L’enseignement de l’arabe est bloqué par des campagnes haineuses
« Les langues valent ce qu’elles valent socialement » avait dit Pierre Bourdieu. Or beaucoup d’élèves ne souhaitent pas que leurs parents leur parlent en arabe devant une école. Et de nombreux adultes le refusent de peur d’être pris pour un immigré qui ne voudrait pas s’assimiler. Même donner un prénom arabe à un enfant n’est pas neutre. Nabil Wakim et son épouse ont ainsi appelé leur fille Mona pour éluder cette difficulté. À défaut d’inscrire leurs enfants en cours d’arabe à l’école, des parents se sont reportés sur ceux de la mosquée. Mais faute de moyens ces structures ne disposent que de rares enseignants correctement formés. Elles ont de plus souvent fait le choix d’une langue liée au Coran, c’est-à-dire à un arabe littéraire du VIIe siècle. Elle est différente de l’arabe parlé aujourd’hui au Maghreb ou au Liban et peu compréhensible par ceux qui en viennent.
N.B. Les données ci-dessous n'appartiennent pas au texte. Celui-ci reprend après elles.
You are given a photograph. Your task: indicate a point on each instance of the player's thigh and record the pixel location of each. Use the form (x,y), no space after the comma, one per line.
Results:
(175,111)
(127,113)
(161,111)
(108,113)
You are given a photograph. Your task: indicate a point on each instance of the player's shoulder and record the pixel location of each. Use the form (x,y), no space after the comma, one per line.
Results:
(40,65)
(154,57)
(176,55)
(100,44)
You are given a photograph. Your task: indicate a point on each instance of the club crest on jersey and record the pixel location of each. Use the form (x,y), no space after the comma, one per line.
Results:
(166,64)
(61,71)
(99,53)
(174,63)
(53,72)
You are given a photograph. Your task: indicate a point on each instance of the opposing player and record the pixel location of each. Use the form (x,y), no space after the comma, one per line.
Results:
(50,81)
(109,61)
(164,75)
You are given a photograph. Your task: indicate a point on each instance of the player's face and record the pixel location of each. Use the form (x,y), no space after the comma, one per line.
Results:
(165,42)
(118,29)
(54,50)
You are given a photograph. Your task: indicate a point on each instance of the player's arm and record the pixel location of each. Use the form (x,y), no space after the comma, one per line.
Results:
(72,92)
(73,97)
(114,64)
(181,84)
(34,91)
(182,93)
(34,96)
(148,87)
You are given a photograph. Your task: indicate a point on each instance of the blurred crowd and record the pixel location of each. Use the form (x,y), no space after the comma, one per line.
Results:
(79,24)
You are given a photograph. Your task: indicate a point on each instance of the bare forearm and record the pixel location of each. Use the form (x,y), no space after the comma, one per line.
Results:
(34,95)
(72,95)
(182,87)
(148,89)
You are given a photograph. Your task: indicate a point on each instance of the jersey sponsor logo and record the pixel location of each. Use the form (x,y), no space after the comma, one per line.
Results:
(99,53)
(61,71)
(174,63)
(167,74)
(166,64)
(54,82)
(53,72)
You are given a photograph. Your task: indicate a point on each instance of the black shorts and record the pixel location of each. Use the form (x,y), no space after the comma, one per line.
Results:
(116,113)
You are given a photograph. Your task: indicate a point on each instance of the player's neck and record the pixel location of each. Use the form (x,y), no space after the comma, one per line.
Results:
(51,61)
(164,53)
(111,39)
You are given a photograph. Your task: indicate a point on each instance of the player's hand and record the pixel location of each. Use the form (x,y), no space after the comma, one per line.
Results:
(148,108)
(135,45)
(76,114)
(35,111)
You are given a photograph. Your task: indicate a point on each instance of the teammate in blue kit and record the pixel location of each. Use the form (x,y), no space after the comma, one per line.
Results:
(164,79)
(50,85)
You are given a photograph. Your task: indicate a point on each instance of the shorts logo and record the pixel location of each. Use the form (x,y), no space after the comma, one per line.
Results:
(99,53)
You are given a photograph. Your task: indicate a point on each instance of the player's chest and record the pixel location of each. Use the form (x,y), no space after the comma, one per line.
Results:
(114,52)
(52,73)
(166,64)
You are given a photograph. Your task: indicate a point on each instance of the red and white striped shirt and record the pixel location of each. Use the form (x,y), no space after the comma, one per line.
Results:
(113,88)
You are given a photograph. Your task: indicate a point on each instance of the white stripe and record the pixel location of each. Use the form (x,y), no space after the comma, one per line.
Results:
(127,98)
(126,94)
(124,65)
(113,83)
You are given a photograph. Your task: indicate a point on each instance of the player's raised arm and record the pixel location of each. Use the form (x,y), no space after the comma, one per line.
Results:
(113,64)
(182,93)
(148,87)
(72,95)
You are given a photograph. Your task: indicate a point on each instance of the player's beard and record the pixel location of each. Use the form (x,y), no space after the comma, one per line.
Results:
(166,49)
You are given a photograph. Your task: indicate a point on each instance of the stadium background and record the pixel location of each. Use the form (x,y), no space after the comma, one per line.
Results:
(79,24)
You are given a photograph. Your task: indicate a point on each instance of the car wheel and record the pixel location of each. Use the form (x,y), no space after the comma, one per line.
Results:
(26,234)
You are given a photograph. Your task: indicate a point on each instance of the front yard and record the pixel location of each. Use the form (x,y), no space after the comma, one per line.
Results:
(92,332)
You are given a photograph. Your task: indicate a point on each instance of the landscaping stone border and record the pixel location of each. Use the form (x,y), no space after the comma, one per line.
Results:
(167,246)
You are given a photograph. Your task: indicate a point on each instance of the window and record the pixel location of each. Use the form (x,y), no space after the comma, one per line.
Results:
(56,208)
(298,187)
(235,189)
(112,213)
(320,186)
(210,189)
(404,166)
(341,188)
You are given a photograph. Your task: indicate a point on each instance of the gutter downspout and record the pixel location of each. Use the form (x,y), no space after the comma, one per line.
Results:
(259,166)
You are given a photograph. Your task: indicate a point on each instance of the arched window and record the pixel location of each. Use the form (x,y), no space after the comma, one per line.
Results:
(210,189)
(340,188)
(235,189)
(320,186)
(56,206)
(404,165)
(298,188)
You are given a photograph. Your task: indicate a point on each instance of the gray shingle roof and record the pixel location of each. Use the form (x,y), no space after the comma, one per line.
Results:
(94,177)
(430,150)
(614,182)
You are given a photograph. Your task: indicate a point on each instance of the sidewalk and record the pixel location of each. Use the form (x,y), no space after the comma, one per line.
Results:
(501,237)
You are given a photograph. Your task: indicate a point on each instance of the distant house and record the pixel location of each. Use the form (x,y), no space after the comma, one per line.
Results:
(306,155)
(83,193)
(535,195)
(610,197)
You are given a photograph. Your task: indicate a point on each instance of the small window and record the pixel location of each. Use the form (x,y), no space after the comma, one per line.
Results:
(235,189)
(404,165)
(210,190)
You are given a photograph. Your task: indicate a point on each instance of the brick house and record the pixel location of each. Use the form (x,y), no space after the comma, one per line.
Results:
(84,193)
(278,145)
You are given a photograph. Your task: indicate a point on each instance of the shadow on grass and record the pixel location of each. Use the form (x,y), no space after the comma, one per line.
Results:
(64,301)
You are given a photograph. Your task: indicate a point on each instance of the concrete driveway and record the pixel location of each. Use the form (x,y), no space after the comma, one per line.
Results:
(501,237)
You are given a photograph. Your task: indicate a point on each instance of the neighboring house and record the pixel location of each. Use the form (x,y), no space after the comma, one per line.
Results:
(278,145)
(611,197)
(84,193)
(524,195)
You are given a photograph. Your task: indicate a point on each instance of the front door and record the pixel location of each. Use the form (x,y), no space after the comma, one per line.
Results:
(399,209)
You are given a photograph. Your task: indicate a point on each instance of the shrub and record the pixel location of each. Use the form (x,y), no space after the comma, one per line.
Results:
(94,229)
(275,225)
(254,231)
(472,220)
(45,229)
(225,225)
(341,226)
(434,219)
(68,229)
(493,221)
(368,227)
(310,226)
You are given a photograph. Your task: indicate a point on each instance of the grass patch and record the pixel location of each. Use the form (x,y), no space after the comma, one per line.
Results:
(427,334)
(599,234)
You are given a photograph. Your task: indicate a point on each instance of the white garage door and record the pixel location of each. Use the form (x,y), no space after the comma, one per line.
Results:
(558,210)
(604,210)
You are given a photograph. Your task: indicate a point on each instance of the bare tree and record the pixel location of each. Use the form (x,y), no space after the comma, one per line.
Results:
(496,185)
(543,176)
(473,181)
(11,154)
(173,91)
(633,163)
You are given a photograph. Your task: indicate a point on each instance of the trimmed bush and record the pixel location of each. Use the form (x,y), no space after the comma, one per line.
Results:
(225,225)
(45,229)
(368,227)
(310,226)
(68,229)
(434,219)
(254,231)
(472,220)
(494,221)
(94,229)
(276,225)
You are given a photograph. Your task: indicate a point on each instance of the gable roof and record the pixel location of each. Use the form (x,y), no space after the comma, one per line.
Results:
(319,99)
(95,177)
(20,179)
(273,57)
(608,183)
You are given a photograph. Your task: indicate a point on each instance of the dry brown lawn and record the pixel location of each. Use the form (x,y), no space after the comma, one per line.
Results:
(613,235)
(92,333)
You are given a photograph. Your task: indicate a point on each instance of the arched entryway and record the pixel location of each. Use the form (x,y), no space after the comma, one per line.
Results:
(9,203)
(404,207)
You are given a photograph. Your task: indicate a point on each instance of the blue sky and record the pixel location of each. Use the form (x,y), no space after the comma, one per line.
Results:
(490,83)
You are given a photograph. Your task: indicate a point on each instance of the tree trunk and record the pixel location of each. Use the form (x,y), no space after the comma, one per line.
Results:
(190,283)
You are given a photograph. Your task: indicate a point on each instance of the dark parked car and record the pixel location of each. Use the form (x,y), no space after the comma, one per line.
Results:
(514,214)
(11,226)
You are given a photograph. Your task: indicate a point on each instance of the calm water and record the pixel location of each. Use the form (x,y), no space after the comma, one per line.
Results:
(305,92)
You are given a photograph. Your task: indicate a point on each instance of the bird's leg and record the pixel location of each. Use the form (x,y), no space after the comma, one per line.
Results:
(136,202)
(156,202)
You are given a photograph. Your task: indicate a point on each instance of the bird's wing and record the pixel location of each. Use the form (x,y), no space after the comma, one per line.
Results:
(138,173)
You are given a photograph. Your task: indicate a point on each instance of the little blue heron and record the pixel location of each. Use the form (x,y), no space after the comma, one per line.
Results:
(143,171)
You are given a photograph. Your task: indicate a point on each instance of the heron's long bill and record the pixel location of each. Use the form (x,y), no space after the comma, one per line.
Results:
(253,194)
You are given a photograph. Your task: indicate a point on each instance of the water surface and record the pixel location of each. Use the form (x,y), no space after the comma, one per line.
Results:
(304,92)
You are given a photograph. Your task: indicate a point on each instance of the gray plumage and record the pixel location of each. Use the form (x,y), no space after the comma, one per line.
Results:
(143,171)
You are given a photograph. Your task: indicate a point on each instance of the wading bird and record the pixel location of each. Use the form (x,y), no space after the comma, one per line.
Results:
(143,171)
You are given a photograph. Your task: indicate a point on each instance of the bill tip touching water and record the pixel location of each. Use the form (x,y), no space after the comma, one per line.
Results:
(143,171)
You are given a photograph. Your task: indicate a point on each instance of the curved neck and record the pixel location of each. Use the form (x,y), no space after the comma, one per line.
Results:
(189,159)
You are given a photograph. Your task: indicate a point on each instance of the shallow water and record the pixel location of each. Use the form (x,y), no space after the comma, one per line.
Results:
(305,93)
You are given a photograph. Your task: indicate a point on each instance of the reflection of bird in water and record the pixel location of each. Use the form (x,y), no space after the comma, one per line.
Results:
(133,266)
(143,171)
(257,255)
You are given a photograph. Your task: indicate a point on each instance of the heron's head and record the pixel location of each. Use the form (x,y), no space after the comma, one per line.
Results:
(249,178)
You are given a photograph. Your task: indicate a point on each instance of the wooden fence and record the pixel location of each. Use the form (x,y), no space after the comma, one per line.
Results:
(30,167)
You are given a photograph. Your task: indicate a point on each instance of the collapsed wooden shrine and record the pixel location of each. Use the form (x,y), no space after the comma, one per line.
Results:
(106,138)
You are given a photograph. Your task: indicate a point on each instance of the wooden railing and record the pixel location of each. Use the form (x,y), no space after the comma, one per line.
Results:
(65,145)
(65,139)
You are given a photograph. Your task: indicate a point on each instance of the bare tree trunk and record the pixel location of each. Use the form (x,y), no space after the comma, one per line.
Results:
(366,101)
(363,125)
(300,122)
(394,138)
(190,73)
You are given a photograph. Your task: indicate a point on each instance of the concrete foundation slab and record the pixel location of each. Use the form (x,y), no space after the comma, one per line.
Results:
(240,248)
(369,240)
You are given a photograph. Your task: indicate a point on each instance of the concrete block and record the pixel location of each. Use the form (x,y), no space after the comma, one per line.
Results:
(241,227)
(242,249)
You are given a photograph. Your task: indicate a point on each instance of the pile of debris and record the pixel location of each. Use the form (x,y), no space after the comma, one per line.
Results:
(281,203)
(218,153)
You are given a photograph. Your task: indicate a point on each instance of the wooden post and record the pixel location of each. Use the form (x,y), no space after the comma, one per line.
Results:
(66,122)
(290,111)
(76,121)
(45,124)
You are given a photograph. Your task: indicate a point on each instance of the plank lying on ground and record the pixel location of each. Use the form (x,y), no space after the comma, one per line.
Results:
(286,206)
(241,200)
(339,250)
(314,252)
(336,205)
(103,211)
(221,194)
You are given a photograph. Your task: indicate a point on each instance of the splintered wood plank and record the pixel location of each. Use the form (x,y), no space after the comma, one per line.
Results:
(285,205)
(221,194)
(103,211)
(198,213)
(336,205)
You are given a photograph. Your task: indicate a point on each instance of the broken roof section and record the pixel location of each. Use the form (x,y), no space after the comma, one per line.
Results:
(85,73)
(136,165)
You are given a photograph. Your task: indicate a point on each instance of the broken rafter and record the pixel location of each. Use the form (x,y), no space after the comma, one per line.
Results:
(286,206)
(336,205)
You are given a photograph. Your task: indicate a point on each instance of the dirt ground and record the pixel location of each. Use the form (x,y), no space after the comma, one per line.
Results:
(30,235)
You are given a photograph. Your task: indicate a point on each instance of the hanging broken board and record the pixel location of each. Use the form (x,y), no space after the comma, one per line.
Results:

Mieux vaudrait privilégier l’idiome des chaînes satellitaires du Golfe, qui a été conçu pour être accessible. L’enseignement de l’arabe est aussi bloqué par des campagnes haineuses de la droite et de l’extrême droite qui le dénoncent comme une tentative d’islamisation de la France. Comme celles dont Najat Vallaud-Bellkacem a été victime quand elle était ministre de l’Éducation nationale. Pourtant cette langue est vivante. Elle a enrichi le français depuis longtemps avec des mots comme zaatar, alcool, jupe, coton ou sofa. Et plus récemment avec kiffer, merguez, oualou (rien du tout), wesh (quoi en dialecte algérien) et zbeul pour foutre le bordel. Elle va continuer à le faire, n’en déplaise à Laurànt Deutsch. Il a pas fini d’avoir le seum le facho.